Sharp eyes will notice some sleight of hand here. The Great Depression largely ended by the mid-1930s, and the early 1940s were marked by something much more pressing than a hypothetical repeat: World War II. In reality, the IMF was founded less as a response to the Depression than as preparation for the end of the war and the reconstruction of Europe.
And that reconstruction was not philanthropic, but a strategic pillar of the then-emerging Cold War. Four years after the founding of the IMF, the U.S. Marshall Plan sent huge amounts of American capital to help Europe recover from the war – and, equally important, to make sure they recovered as part of the Western liberal-democratic order, rather than in the orbit of the Soviet Union.
The Marshall Plan became something of a blueprint for the economic front of the Cold War, and the International Monetary Fund became the mechanism for letting a hundred Marshall Plans bloom across the globe. Its presence in developing nations over the next half-century was in large part meant to forestall the spread of Communism. In exchange for its funds, IMF member states have generally had to comply with a variety of market reforms that connect them more deeply to the free-market Western order.

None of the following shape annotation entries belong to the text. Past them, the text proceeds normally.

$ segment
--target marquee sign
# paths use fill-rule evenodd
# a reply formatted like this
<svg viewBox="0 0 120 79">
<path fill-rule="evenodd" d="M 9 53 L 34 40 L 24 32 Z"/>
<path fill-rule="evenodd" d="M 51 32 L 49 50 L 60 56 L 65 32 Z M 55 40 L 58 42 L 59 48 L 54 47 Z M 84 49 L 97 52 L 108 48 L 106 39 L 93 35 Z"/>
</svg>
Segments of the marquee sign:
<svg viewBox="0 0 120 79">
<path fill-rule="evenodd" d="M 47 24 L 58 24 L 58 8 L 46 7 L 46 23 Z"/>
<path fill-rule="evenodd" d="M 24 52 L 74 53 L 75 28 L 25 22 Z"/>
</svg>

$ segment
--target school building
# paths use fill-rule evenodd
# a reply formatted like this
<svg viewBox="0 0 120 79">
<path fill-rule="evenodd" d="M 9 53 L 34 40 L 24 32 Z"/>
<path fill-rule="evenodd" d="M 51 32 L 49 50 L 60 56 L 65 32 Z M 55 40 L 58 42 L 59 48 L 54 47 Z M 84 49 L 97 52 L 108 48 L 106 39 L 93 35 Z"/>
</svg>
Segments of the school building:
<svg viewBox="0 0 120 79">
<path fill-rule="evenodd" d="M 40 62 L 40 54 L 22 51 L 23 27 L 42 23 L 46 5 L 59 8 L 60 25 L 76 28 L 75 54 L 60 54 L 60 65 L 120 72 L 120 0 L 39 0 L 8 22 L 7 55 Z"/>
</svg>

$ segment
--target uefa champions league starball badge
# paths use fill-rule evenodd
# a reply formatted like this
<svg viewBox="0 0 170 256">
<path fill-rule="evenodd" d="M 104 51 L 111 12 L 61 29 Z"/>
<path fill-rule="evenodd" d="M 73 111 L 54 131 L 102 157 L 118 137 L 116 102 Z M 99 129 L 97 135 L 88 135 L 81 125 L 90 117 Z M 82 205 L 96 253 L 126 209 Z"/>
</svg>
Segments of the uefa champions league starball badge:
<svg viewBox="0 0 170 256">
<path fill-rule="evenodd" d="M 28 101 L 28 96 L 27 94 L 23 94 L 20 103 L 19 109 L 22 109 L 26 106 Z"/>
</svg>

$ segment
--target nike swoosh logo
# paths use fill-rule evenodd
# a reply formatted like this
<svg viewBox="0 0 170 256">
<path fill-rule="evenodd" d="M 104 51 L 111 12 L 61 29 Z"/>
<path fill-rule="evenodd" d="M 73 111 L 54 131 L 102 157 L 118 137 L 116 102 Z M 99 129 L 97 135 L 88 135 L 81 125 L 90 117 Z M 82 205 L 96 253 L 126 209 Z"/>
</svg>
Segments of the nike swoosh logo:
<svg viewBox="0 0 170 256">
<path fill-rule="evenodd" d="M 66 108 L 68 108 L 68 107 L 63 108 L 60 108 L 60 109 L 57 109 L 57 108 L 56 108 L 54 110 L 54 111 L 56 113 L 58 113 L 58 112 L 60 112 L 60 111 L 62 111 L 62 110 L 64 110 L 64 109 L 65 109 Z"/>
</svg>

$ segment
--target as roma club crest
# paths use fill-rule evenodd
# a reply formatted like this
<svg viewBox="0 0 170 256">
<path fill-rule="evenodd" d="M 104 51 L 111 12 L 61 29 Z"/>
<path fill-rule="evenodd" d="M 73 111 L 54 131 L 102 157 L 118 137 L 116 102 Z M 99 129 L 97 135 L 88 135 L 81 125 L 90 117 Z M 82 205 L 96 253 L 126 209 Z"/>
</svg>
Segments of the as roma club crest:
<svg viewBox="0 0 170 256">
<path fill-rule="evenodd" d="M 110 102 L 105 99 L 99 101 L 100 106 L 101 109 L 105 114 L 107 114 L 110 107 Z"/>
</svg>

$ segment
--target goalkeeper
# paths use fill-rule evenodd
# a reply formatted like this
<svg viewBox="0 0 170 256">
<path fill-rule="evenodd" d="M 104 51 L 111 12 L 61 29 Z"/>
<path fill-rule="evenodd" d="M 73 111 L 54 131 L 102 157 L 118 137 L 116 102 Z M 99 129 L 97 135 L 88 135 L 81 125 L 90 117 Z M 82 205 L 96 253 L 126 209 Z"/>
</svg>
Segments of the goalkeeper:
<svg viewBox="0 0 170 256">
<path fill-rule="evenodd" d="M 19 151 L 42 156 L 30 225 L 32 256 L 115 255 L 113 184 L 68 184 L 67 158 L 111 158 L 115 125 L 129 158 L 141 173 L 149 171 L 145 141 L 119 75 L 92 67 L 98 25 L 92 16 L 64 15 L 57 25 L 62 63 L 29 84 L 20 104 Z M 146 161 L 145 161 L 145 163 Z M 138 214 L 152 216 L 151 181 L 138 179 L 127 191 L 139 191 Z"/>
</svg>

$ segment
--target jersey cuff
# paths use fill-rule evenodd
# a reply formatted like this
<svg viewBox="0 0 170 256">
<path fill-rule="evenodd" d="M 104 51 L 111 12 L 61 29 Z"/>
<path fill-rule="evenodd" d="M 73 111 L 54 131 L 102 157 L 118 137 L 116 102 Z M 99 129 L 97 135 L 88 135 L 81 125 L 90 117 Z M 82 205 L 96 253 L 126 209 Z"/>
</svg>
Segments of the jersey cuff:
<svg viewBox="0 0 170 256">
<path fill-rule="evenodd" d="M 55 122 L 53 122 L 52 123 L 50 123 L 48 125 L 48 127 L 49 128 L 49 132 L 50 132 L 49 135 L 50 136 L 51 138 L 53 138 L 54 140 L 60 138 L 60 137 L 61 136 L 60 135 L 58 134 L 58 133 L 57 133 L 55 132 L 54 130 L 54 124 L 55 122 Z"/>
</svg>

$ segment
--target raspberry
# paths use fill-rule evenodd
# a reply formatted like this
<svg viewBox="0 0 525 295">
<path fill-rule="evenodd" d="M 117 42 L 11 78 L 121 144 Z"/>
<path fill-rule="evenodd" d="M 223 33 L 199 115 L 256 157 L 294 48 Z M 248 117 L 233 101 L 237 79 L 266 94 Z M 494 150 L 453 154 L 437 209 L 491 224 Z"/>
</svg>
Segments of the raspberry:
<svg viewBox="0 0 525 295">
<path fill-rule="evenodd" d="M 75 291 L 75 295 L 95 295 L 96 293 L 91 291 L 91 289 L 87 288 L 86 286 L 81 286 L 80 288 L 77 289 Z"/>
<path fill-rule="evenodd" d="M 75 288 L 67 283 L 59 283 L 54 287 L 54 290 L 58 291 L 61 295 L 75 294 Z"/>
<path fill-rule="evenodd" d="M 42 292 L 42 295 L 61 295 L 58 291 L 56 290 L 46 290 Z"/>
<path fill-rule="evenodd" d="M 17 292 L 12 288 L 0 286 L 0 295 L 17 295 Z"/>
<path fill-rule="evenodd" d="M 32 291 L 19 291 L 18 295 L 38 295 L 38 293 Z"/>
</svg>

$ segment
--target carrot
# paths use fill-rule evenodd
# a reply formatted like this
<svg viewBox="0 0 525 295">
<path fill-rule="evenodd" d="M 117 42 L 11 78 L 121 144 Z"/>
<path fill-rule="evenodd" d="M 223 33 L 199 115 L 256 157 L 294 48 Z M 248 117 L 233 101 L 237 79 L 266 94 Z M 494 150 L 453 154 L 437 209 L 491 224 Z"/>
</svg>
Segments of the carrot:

Those conditions can include wage cuts for public sector workers, the reduction of public pensions, the cutting of social programs, policies that favor privatization of public services, the abandonment of industrial policy and the opening of capital markets. The average IMF loan comes with 20 such conditions.
This IMF austerity program is often imposed on countries in the midst of crisis, making the reforms essentially a form of extortion under compulsion, or what American political commentator Naomi Klein has called “The Shock Doctrine.” And while they are advertised as “reform” measures intended to “fix” developing economies, they have just as often led to even deeper misery.

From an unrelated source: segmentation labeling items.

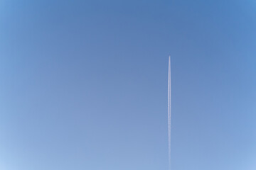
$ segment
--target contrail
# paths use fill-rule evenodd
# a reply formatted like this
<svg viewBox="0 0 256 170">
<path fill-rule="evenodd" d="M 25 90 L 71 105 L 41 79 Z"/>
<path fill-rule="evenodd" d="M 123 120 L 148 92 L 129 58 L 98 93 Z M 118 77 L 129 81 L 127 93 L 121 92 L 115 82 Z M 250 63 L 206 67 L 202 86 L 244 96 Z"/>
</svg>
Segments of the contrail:
<svg viewBox="0 0 256 170">
<path fill-rule="evenodd" d="M 171 57 L 169 57 L 168 67 L 168 146 L 169 169 L 171 169 Z"/>
</svg>

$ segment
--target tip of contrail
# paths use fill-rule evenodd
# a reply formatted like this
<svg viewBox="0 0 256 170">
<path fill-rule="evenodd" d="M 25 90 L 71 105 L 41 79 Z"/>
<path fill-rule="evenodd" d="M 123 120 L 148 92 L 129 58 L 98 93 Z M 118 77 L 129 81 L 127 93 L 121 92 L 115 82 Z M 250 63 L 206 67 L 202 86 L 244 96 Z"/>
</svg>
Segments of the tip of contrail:
<svg viewBox="0 0 256 170">
<path fill-rule="evenodd" d="M 169 169 L 171 169 L 171 56 L 169 57 L 168 66 L 168 146 Z"/>
</svg>

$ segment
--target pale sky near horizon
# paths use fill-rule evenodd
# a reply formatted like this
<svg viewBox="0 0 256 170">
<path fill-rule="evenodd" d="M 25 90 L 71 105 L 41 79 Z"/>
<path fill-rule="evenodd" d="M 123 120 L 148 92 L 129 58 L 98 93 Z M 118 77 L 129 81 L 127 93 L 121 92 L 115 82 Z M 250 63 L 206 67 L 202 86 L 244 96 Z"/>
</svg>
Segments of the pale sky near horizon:
<svg viewBox="0 0 256 170">
<path fill-rule="evenodd" d="M 256 169 L 255 1 L 0 6 L 0 169 Z"/>
</svg>

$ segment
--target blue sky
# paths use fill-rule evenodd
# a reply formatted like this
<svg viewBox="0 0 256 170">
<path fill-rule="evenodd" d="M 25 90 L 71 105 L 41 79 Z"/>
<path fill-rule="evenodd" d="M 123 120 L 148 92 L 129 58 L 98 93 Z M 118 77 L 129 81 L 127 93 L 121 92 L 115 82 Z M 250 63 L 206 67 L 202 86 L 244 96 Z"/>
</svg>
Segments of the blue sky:
<svg viewBox="0 0 256 170">
<path fill-rule="evenodd" d="M 255 1 L 0 6 L 1 169 L 255 169 Z"/>
</svg>

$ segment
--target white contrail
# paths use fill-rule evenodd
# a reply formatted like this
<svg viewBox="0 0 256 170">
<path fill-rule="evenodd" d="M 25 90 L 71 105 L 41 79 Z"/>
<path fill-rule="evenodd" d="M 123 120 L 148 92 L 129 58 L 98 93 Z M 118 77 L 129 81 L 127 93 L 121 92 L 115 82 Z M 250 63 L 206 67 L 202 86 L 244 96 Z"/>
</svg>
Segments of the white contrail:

Klein and others have argued that this makes the IMF fundamentally a stalking horse for global corporations seeking free-market reforms, using countries’ economic desperation as leverage for imposing policies that allow greater economic extraction.
The collapse of the Soviet Union might seem to make the IMF less important, but much like NATO itself, the IMF has continued to pursue its fight against an absent enemy. How does an anti-communist organization behave once communism has been defeated? Apparently, much like a cult member whose chosen prophecy fails, it doubles down: a 2014 study found that the number of conditions attached to IMF loans had actually increased since the end of the Cold War.
This context suggests why the IMF is so aggressively anti-crypto: Because at the highest level, its reason for existence is not to boost developing economies or help the individuals who live within them. The IMF is not a neutral aid organization, but the economic arm of a vast power structure that frequently hides itself behind the language of uplift and reform. It seeks to draw peripheral or developing nations – African and Latin American countries being a current high priority – into the postwar neoliberal consensus.
Crypto threatens that power, even if the threat is somewhat distant for now. Mark Weisbrot, writing at the Center for Economic and Policy Research, describes the IMF as a “gatekeeper” for a “creditors’ cartel” of Western funders also including the World Bank and the Inter-American Development Bank.
But as El Salvador is attempting to demonstrate with its Volcano Bond, and as donations to Ukraine have recently shown even more dramatically, cryptocurrency is not easy to gatekeep. It seems very plausible that smaller nations such as El Salvador will before long have access to a parallel crypto-based debt and financing market over which the Western order has only tenuous influence.
That market will certainly be small relative to the overall global banking system, but even a small financial escape hatch could provide meaningful leverage for pushing back against the IMF and its power-driven agenda. The IMF’s own actions suggest they foresee that possibility – and they’re scared to death of it.